Je n’aime pas ranger.
J’ai besoin de mon bordel autour de moi.
De toute façon, j’ai beau faire, il revient toujours.
Toujours le même. Et je ne sais pas comment il fait pour revenir à l’identique.
Pourquoi ai-je toujours des piles-bouton sur mon bureau ? Je n’en ai nul usage, pourtant, il y en a toujours au moins une paire qui traîne. Et ces clefs ? Je n’ai nul idée de la porte u’elles peuvent ouvrir. Pourtant elles sont là. Les cordons informatiques, une pince à linge, le laser à chat, tout ça a une raison pour être là. Mais le reste ?
J’ai besoin de mon bordel pour me sentir bien. Les trombones, les stylos, les cartouches pour un stylo que j n’utilise pas, tout ça marque ma place.
Je déteste ranger.
Des fois, je ne peux pas faire autrement, alors je met les piles boutons dans une petite boîte, avec d’autres dont je n’ai pas l’usage, les trombones dans une autre, les stylos dans leur pot à crayons. Je jette, je dégage, au bout du compte, c’est net, propre, impersonnel. Chiant, quoi.
Je déteste ranger.
Le reste de mon bureau est une longue accumulation. De livres, de revues, de journaux, d’ordinateurs périmés en attente de trouver une destination. On dirait pas, mais ça prend de la place. Deux iMac G3 hors d’usage, un bondi blue et un sauge, un performa 5400 noir, un imac G5 20 pouces sans alimentation, un G3 beige, un G4 format oreiller, une carcasse de PC 68000 AT de marque indéfinie qui me servait de rack pour périphériques scsi, deux moniteurs Apple, un 12 pouces et un 13 pouces, Une unité centrale P4 entièrement assemblée de mes blanches main, une autre unité centrale Acer, deux ensembles caisson de basses-enceintes. Et ça ne compte pas les quelques machines effectivement en service. Le vieux portable 17 pouces qui sert de télé, le fixe pour travailler, avec ses deux écrans et le netbook 12 pouces pour les déplacements.
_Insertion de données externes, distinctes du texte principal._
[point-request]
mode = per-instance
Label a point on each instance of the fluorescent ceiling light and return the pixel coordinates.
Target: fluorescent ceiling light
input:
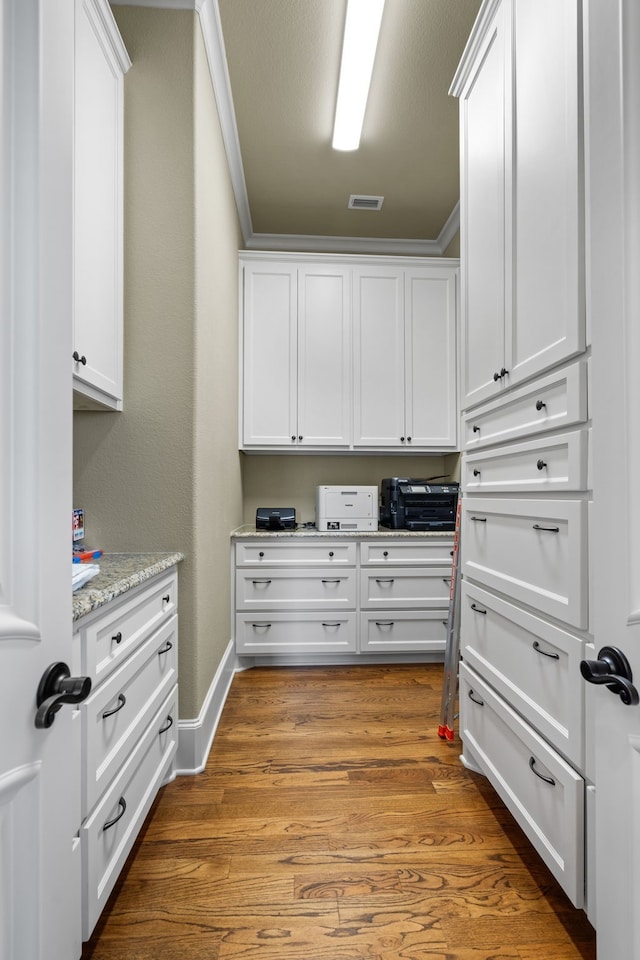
(361, 30)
Et le mac mini qui fait serveur.
Je déteste ranger.
J’ai des tiroirs pleins de cartes mères, de cartes réseau, de cartes graphiques, de nappes, de disques durs, d’alimentations. Mais aussi de dossiers traités, de fascicules de stages de quand je faisais des formations, de listes de stagiaires, échangées en fin de séminaire, avec leur mail et leur téléphone.
Je déteste ranger.
L’autre jour j’ai reçu un coup de fil d’une amie.
On parle de choses et d’autres, des problèmes dans son boulot, du chat, des mérites comparés du pal et de la guillotine pour éradiquer les cons.
Et puis je lui demande si elle a des nouvelles de la biopsie dont elle attendait les résultats.
C’est un cancer du sein. Stade 2. Donc normalement, opérable sans souci.
Je peste contre cette saloperie de crabe.
Et là, elle me dit tout doucement.
Mais je ne veux dire à personne que j’ai le cancer. Je suis désolée d’ailleurs que tu le saches, je ne veux pas embarrasser mes amis. D’ailleurs, je suis beaucoup moins angoissée depuis que je le sais. J’ai toujours eu du mal avec la vie. Cela m’arrange. Sérieux. J’ai pris ma décision il y a longtemps déjà, au moment d’une présomption (non fondée) de cancer des os, je refuse tout soin sauf le moment venu contre la douleur.
Et là je reste assommé.
Alors depuis, je range.
J’ai sorti une cinquantaine de kilos de papier, autant de matériel informatique divers; des sacs de câbles et cordons, une vieille imprimante A3. Mais pas le performa 5400 avec le bout de scotch sur le récepteur infrarouge pour qu’il ne réagisse pas à chaque fois qu’une télécommande Sony était utilisée à côté de lui.
Je range.
J’ai mis deux imprimantes, les imacs G3 et G4, et quelques kilos de disquettes à la cave.
Je range.
J’ai retrouvé mon vieux QuickTake 100, et la carte mémoire de 4 Mégas qui allait sur un portable Tosiba a écran monochrome.
Je range.
Je mets les piles boutons dans une boîte, les trombones dans une autre, les stylos dans les pots à crayons.
Je range.
Et quand il n’y aura plus rien à ranger, je pleurerai.